Doctors are urging parents to contact their GP Practice if their child is unwell amid concerns that parents are delaying seeking medical attention during the Coronavirus lockdown for fear of contracting the virus or not wanting to bother the NHS during this time.
While Coronavirus is unlikely to make children unwell, other illnesses, if symptoms are ignored may make them very unwell.
Dr Janet Walker, medical director, NHS Tees Valley Clinical Commissioning Group (CCG), said ‘GP practices are open and if your child is unwell don’t delay, call your practice or NHS 111, please don’t ignore symptoms and hope they will go away. While it is vitally important to follow Government advice and stay at home it is also vital to seek medical help if your child is unwell.
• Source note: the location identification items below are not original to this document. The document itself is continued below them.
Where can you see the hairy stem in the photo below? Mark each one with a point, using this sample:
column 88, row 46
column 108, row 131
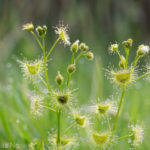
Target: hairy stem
column 117, row 115
column 69, row 78
column 127, row 56
column 135, row 62
column 58, row 128
column 53, row 46
column 119, row 107
column 45, row 65
column 123, row 137
column 142, row 76
column 38, row 41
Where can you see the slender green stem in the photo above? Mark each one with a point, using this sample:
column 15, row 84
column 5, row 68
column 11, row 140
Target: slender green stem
column 117, row 115
column 58, row 127
column 69, row 78
column 142, row 76
column 48, row 108
column 69, row 127
column 53, row 46
column 78, row 57
column 127, row 56
column 118, row 111
column 72, row 57
column 108, row 122
column 123, row 137
column 37, row 39
column 45, row 65
column 119, row 55
column 135, row 62
column 42, row 80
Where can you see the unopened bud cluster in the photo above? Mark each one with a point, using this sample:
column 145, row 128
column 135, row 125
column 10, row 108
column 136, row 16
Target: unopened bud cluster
column 41, row 31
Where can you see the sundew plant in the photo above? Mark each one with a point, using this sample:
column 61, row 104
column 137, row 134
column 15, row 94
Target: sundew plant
column 61, row 100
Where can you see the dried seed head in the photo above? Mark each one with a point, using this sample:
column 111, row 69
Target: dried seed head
column 28, row 27
column 61, row 31
column 122, row 62
column 122, row 77
column 143, row 50
column 83, row 47
column 59, row 78
column 75, row 46
column 113, row 47
column 100, row 139
column 41, row 31
column 138, row 134
column 32, row 70
column 36, row 106
column 128, row 43
column 89, row 55
column 71, row 68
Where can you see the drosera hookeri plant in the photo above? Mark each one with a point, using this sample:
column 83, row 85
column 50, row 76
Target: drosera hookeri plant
column 123, row 77
column 60, row 98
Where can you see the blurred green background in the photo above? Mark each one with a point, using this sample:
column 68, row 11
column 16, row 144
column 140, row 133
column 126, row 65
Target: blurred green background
column 96, row 22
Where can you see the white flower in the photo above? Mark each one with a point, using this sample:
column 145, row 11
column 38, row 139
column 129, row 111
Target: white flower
column 62, row 32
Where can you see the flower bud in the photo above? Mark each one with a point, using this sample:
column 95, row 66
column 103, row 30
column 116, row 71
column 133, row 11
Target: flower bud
column 113, row 47
column 103, row 108
column 59, row 78
column 45, row 28
column 122, row 77
column 122, row 62
column 80, row 120
column 83, row 47
column 143, row 50
column 41, row 31
column 89, row 55
column 128, row 43
column 100, row 139
column 75, row 46
column 71, row 68
column 63, row 99
column 28, row 27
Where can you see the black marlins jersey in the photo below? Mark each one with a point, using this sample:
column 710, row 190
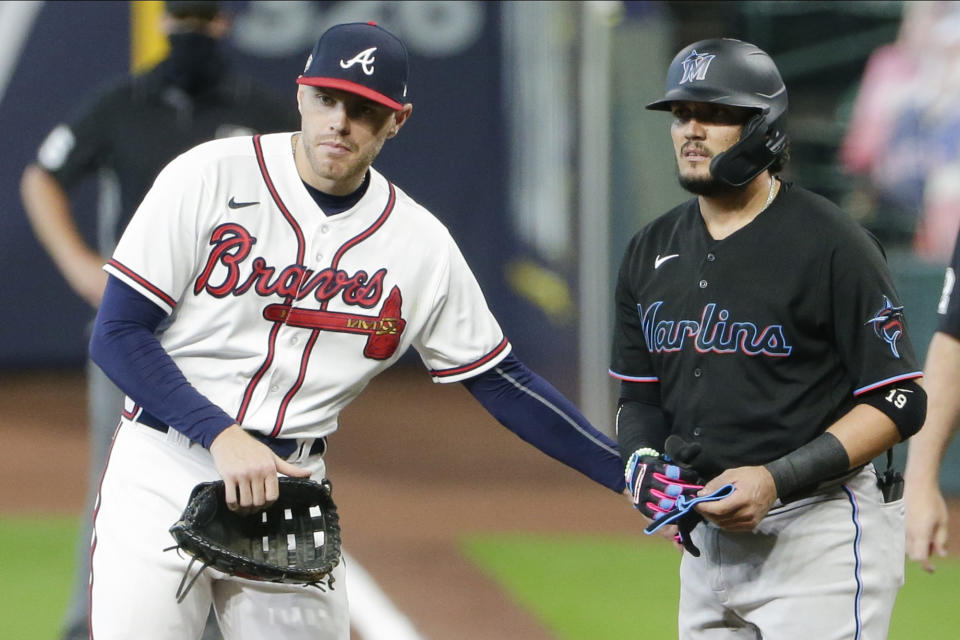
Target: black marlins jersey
column 755, row 344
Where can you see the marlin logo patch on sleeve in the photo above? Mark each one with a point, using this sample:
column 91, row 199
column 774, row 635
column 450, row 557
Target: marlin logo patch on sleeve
column 888, row 324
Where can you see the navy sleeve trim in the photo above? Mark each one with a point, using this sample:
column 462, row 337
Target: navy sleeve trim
column 125, row 346
column 534, row 410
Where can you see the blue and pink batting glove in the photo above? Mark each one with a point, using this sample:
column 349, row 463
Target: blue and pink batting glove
column 655, row 483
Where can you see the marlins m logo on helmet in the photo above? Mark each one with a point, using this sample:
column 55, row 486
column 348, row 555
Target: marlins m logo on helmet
column 695, row 66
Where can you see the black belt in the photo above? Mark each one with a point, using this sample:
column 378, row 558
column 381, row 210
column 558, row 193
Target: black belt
column 283, row 447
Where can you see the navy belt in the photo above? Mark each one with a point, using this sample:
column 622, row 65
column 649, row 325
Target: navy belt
column 283, row 447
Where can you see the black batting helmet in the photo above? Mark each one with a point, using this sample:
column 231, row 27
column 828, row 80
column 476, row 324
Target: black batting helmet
column 738, row 74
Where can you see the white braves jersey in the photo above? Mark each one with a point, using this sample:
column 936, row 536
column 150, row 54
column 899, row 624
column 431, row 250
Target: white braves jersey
column 281, row 315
‘Although we are asking you to NOT go into your local practice before first contacting them, many practices are providing consultations by telephone and video and if required, a face-to-face appointment will be agreed, Remember, GPs, hospitals and NHS111 all remain open and are still providing the same safe care that they have always done.’
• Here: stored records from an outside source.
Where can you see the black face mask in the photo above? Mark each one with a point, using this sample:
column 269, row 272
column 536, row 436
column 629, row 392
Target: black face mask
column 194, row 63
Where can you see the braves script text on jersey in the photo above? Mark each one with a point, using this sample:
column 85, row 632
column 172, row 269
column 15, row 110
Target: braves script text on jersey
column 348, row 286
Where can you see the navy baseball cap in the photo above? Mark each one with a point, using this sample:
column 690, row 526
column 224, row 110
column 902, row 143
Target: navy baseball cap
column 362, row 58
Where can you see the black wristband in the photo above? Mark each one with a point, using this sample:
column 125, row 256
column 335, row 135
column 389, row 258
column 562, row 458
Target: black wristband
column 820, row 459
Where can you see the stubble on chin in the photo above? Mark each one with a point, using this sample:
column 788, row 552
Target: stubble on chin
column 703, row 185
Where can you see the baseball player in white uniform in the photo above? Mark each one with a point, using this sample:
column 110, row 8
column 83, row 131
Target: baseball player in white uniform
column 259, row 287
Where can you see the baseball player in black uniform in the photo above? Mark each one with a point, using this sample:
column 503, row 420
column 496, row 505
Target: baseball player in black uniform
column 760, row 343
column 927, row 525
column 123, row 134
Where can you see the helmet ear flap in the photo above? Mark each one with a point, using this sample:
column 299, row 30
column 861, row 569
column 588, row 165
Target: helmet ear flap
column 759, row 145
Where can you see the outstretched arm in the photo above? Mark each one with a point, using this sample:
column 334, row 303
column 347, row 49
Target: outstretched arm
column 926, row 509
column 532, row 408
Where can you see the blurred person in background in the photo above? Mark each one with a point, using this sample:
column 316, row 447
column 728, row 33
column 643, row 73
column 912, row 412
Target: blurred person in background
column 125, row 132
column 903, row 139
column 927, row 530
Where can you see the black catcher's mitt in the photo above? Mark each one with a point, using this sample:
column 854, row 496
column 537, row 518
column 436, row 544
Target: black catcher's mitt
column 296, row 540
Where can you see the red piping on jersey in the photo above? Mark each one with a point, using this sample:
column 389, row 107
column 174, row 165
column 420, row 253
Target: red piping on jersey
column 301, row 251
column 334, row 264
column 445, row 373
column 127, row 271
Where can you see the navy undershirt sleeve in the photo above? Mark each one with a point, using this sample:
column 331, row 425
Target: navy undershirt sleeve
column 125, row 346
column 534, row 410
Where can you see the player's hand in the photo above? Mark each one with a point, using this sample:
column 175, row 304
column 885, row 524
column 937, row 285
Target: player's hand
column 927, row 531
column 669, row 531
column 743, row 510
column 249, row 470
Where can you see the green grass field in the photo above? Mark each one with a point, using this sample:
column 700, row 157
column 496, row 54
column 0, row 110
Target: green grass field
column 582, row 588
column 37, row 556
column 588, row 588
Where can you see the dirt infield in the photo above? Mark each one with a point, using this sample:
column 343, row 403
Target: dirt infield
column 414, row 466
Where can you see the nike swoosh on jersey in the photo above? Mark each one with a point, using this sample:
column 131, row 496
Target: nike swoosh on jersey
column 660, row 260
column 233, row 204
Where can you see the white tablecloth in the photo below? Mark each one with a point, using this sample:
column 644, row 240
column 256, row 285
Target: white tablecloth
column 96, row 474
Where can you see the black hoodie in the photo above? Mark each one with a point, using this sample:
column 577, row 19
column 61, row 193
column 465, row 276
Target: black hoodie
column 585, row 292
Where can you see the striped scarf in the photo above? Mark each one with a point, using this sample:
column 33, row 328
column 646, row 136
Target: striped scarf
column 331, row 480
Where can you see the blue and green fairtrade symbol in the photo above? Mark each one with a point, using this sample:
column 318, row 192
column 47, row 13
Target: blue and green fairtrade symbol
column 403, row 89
Health officials are reminding parents that they should contact their GP surgery or NHS 111 if their child is finding it hard to breath, is dehydrated, has extreme shivering, persistent high temperature that does not come down with paracetamol, persistent vomiting, blood in their poo or any limb injury causing reduced movement, persistent pain or head injury causing persistent crying or drowsiness or are worried about their child.
Parents should take their child to A&E or call 999 if they become pale, mottled or feel abnormally cold to the touch, have difficulty breathing, are agitated or unresponsive, are going blue round the lips, having a fit or seizure, have a rash that does not disappear with pressure (the ‘glass test’) or has testicular pain, especially in teenage boys.
In line with current guidance patients experiencing Coronavirus symptoms should seek help and advice using NHS111online services at www.111.nhs.uk/covid-19 or by calling NHS111.